In this substantial essay on the novel (first published in 1964) Barbara Hardy distinguishes three integral aspects of the art of fiction – story, the working-out of a moral problem, and “truthfulness”, defined as “the lively representation of reality”. From this standpoint she discusses and elucidates some characteristic excellences and limitations of a number of major novels and novelists, including Defoe, Charlotte Brontë, George Eliot, Meredith, James, Hardy, E. M. Forster, and D. H. Lawrence.
Barbara Hardy, FRSL, FBA (née Nathan; 27 June 1924 – 12 February 2016) was a British literary scholar, author, and poet. As an academic, she specialised in the literature of the 19th Century. From 1965 to 1970, she was Professor of English at Royal Holloway College, University of London. Then, from 1970 to 1989, she was Professor of English Literature at Birkbeck College, University of London.
Hardy was born on 27 June 1924 in Swansea, Wales. She was educated at Swansea High School for Girls, a grammar school. In February 1941, she experienced the Swansea Blitz. She studied at University College London, graduating with a Bachelor of Arts (BA) degree in 1947 and a Master of Arts (MA) degree in 1949.

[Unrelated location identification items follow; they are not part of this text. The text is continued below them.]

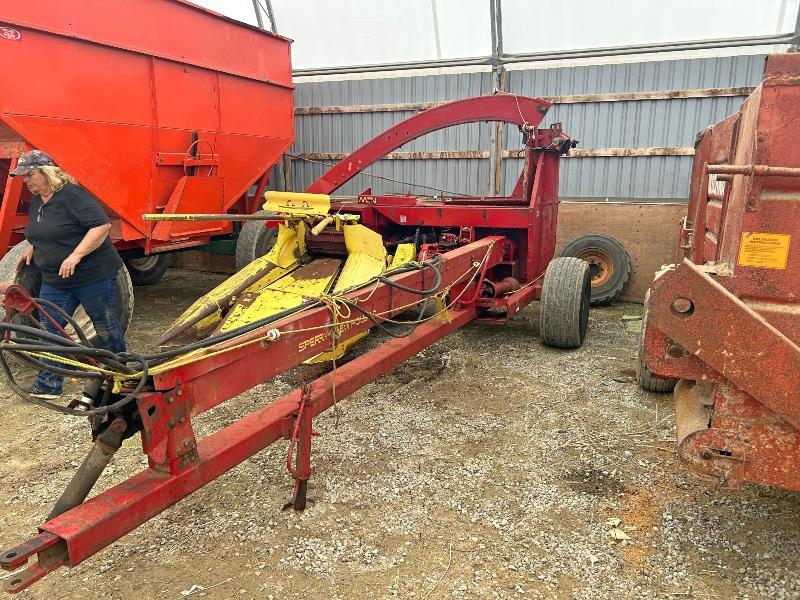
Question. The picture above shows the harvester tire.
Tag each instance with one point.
(147, 270)
(30, 278)
(609, 264)
(564, 305)
(254, 241)
(644, 377)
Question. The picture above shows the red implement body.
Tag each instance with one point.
(726, 320)
(492, 255)
(154, 106)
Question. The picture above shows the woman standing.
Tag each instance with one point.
(68, 232)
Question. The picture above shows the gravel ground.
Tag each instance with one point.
(489, 466)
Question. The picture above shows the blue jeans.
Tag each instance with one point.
(99, 300)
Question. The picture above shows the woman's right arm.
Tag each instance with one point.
(26, 257)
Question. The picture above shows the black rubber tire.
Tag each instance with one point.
(564, 305)
(30, 278)
(254, 241)
(644, 377)
(605, 249)
(147, 270)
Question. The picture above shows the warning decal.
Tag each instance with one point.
(766, 250)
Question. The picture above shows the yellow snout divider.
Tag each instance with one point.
(287, 275)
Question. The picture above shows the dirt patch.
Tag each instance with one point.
(489, 466)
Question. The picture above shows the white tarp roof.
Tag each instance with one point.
(354, 32)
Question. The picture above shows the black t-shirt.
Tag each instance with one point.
(56, 227)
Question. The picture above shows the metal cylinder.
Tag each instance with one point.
(106, 444)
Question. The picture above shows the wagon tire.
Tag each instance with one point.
(564, 305)
(30, 278)
(254, 241)
(644, 376)
(609, 264)
(147, 270)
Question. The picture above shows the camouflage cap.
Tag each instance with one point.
(28, 161)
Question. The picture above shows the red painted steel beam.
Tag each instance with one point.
(457, 216)
(712, 324)
(507, 108)
(108, 516)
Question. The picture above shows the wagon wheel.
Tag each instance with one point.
(609, 265)
(564, 305)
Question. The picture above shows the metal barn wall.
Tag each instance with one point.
(619, 124)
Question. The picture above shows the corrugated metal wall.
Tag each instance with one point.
(628, 124)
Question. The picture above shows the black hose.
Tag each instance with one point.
(43, 366)
(56, 344)
(67, 317)
(70, 411)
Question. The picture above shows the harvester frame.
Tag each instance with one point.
(490, 253)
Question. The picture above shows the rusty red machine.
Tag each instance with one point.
(146, 119)
(724, 323)
(491, 255)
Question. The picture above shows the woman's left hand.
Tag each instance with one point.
(68, 266)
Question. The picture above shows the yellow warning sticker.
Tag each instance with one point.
(766, 250)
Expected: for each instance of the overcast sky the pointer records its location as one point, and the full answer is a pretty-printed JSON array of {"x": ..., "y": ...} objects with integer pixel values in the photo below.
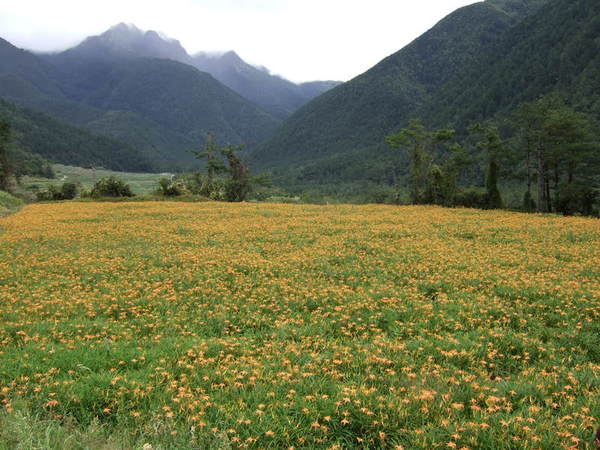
[{"x": 301, "y": 40}]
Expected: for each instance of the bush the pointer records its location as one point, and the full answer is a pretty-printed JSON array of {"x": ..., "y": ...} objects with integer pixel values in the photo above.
[
  {"x": 577, "y": 199},
  {"x": 9, "y": 202},
  {"x": 67, "y": 191},
  {"x": 472, "y": 198},
  {"x": 171, "y": 188},
  {"x": 110, "y": 187},
  {"x": 529, "y": 204}
]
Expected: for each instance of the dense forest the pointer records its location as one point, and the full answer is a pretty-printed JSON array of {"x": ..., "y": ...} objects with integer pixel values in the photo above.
[
  {"x": 519, "y": 75},
  {"x": 522, "y": 50}
]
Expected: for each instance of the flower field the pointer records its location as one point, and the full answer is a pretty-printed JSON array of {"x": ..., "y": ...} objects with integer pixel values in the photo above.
[{"x": 176, "y": 325}]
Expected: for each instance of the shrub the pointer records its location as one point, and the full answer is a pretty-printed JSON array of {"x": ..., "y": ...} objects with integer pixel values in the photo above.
[
  {"x": 9, "y": 202},
  {"x": 171, "y": 188},
  {"x": 111, "y": 187},
  {"x": 67, "y": 191},
  {"x": 472, "y": 198},
  {"x": 577, "y": 199}
]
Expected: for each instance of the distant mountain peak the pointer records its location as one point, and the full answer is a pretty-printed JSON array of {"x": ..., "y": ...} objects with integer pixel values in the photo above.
[{"x": 127, "y": 40}]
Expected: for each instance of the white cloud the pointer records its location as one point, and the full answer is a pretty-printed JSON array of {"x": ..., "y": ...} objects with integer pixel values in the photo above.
[{"x": 299, "y": 39}]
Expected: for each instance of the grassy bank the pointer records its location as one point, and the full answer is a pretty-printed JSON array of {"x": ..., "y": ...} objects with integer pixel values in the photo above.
[{"x": 206, "y": 325}]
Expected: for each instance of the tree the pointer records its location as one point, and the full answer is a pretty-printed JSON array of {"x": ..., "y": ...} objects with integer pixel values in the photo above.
[
  {"x": 494, "y": 148},
  {"x": 5, "y": 162},
  {"x": 561, "y": 140},
  {"x": 238, "y": 186},
  {"x": 420, "y": 144},
  {"x": 214, "y": 165}
]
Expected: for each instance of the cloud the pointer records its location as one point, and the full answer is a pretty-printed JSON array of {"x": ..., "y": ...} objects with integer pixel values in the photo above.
[{"x": 299, "y": 39}]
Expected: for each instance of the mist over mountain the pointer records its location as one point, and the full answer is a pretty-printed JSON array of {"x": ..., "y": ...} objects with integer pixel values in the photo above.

In 1962, Hardy was awarded the Rose Mary Crawshay Prize by the British Academy for her monograph The Novels of George Elliot. In 1997, she was awarded the Sagittarius Prize by the Society of Authors for her novel London Lovers. She was elected a Fellow of the Royal Society of Literature (FRSL) in 1997, and a Senior Fellow of the British Academy (FBA) in 2006.